The Middle Kingdom was a time of great prosperity. It consists of the Eleventh to Thirteenth Dynasties. Although the Eleventh Dynasty had its origins in the First Intermediate Period, it is a later king in this same royal family who reunified Egypt, thus initiating the Middle Kingdom. This king was Nebhepetre Mentuhotep (c.2055–2004 BC). The Eleventh Dynasty came from Thebes (modern Luxor) which, although hitherto an unimportant city, would become one of the most prominent throughout the rest of ancient Egyptian history. One of the main gods of Thebes, Amun, had similarly had a minor role in ancient Egyptian religion, but he quickly rose to prominence in step with his city, eventually gaining the adjective “King of the Gods”. The oldest evidence for his main place of worship, Karnak Temple, dates to the Middle Kingdom, and it would become the largest and wealthiest ancient Egyptian religious establishment by the end of the New Kingdom.
Due to his Theban origins, Nebhepetre Mentuhotep was buried across the Nile from Thebes, on the west bank, in Deir al-Bahari. His monument was, in addition to being a tomb, also the temple for his mortuary cult. Partially cut into the cliff face and partially a free-standing structure, with its terrace set on a raised platform that is accessed by a central rising ramp, it is clear that this structure served as a partial inspiration for its more famous neighbor, the temple of Hatshepsut, which lies immediately to its left.
Very little is known about Mentuhotep III and Mentuhotep IV, who were the last rulers of the Eleventh Dynasty. The first king of the Twelfth Dynasty (c.1985–1795 BC) was Amenemhat I (c.1985–1955 BC), who may have been the vizier of Mentuhotep IV. The immensely successful kings of this dynasty consolidated the power of the central government over the whole of Egypt, and it was during this time that the might of the powerful provincial rulers was curbed. They undertook construction projects across Egypt, strengthened its borders, sent mining expeditions, and encouraged trade. A series of forts, such as those at Buhen, Semna, and Askut not only served as defensive forts, guarding Egypt’s border, but regulated Nubian traders coming through, and served as the base for mining and military operations. The reigns of Kings Senusret III (c.1874–1855 BC) and Amenemhat III (c.1855–1808 BC) were particularly prosperous.

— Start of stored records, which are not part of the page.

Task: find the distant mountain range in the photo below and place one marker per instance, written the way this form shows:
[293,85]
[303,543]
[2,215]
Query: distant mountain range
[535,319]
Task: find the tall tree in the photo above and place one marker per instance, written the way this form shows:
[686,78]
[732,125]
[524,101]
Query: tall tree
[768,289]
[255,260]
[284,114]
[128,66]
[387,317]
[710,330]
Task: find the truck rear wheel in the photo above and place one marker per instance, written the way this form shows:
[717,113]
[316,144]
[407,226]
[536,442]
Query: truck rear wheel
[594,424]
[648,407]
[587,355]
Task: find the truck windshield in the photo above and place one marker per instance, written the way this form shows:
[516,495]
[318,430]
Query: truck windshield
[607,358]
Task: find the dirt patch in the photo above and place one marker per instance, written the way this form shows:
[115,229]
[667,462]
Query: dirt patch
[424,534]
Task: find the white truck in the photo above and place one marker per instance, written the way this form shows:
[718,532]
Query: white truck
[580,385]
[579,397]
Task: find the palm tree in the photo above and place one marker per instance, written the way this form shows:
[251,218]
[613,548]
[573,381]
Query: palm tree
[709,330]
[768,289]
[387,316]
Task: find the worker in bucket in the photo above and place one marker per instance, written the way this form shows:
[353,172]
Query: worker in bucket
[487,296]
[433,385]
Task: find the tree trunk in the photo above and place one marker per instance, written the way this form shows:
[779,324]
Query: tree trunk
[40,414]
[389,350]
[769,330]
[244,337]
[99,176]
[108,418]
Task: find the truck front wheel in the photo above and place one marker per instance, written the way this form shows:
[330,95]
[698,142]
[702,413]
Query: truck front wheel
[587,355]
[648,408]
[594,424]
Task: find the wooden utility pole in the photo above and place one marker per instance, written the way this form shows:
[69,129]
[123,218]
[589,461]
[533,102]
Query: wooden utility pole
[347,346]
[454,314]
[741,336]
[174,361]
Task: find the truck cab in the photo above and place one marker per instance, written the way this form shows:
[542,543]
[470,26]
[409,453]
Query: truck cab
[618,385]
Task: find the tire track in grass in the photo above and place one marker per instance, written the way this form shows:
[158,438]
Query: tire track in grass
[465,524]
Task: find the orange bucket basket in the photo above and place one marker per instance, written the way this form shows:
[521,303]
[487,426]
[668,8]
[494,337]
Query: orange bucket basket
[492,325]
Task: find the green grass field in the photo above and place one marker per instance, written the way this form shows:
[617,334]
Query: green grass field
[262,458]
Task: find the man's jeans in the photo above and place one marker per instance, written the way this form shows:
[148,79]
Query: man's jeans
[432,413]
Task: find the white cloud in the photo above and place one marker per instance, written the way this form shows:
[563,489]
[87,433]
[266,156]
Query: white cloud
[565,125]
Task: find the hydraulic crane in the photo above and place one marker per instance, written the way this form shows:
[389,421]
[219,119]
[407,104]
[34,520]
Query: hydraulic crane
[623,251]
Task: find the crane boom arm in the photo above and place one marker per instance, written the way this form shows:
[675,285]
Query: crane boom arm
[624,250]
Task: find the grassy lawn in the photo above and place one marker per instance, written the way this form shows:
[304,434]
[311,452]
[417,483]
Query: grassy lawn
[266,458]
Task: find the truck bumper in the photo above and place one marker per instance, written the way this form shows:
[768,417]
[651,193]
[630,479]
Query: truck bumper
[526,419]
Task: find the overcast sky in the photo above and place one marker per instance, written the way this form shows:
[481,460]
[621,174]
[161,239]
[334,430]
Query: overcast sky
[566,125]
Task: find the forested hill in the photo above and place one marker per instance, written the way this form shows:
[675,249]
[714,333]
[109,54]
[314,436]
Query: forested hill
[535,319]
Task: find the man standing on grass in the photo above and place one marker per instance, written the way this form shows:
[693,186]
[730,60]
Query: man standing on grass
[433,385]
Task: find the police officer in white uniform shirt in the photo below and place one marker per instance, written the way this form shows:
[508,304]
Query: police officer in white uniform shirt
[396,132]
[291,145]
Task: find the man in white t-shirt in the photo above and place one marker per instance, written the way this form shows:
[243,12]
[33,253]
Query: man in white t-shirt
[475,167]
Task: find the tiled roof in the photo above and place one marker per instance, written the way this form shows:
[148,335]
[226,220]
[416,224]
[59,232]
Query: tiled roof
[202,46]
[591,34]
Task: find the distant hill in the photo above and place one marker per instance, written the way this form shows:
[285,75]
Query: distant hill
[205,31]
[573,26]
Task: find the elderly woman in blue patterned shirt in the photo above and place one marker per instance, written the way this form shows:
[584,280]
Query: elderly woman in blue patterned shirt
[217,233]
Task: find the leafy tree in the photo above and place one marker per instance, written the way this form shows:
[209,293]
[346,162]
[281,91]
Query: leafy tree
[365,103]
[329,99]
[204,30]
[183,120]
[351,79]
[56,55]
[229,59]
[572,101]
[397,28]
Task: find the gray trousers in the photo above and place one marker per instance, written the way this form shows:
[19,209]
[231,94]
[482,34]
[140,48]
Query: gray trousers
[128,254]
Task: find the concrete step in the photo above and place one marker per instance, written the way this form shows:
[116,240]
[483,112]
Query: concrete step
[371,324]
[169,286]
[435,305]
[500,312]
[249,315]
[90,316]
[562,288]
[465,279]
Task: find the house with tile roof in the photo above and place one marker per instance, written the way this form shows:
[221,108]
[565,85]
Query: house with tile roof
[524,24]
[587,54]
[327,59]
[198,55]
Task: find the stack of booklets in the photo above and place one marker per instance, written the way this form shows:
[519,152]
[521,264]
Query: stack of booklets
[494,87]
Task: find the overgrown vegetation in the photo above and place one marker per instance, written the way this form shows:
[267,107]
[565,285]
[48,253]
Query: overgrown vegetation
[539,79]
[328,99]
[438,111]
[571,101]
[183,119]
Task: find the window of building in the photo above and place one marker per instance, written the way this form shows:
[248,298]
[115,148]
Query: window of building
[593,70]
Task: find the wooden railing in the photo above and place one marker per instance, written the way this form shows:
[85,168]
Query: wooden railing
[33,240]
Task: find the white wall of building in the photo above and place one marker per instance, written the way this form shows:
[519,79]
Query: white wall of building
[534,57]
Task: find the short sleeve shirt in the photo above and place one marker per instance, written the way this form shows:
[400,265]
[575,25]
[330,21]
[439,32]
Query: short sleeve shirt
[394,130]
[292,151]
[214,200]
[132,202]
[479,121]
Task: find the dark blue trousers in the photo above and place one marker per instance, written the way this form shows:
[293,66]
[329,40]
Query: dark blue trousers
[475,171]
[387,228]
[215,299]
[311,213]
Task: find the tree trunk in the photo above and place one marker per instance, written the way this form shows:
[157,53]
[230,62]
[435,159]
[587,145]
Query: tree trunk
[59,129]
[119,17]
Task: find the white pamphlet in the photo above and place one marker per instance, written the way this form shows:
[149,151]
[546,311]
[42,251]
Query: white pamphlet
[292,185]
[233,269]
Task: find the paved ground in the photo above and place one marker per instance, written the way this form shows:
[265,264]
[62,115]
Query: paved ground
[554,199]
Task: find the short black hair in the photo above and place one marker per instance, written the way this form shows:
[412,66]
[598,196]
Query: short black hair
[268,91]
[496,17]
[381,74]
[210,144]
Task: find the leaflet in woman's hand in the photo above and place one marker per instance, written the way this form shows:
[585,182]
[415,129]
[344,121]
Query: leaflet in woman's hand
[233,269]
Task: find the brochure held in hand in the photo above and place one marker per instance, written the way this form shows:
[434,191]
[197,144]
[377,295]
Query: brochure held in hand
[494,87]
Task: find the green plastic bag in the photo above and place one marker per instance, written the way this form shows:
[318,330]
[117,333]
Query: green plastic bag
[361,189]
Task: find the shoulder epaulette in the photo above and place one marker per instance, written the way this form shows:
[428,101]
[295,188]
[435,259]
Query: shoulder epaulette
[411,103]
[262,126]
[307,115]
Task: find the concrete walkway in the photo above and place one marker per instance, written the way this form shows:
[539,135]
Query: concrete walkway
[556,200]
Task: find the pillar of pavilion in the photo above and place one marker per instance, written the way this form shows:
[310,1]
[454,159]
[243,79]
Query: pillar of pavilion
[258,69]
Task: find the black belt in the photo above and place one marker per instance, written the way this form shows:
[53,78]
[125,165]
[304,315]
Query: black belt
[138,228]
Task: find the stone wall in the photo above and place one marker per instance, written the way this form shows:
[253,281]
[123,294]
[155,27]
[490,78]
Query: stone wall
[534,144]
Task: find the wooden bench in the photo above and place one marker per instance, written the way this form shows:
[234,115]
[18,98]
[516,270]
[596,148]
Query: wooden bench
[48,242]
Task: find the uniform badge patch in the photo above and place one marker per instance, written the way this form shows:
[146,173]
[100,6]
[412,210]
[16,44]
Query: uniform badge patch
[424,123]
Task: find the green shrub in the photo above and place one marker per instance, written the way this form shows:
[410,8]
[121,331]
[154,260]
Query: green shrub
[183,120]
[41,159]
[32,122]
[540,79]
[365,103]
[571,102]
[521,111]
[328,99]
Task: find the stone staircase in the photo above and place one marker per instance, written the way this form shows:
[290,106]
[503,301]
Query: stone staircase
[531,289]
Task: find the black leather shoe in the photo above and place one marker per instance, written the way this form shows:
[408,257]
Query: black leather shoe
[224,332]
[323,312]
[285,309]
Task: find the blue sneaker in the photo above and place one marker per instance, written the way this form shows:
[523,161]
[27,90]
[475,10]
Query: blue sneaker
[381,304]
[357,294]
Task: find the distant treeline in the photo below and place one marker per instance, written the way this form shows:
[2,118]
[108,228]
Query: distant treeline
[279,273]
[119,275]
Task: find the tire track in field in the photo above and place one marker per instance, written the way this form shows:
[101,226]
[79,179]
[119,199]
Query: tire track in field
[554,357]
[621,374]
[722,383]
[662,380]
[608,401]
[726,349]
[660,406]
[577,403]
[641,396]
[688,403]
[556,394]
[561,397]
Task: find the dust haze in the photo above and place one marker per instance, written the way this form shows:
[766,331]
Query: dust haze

Massive agricultural projects were undertaken during this time as well, particularly in the Fayum region in Middle Egypt. Canals were dug, a part of the lake drained, and the resulting lands reclaimed for agriculture. The kings of the Twelfth Dynasty were buried in this area, in monumental pyramids near the new capital that was founded by Amenemhat I, Itj‑Tawy, the precise location of which is still unknown.
The Middle Kingdom was a cultural highpoint in ancient Egyptian history, but most worthy of mention of all are its contributions to ancient Egyptian language and literature. May new genres were invented, and many new literary compositions were written, many of which would remain popular for over a thousand years. The language used to write these texts, with its grammatical rules, is called Middle Egyptian, which would serve as the language of official texts carved down to the Ptolemaic (332–30 BC) and Roman Periods (30 BC–395 AD).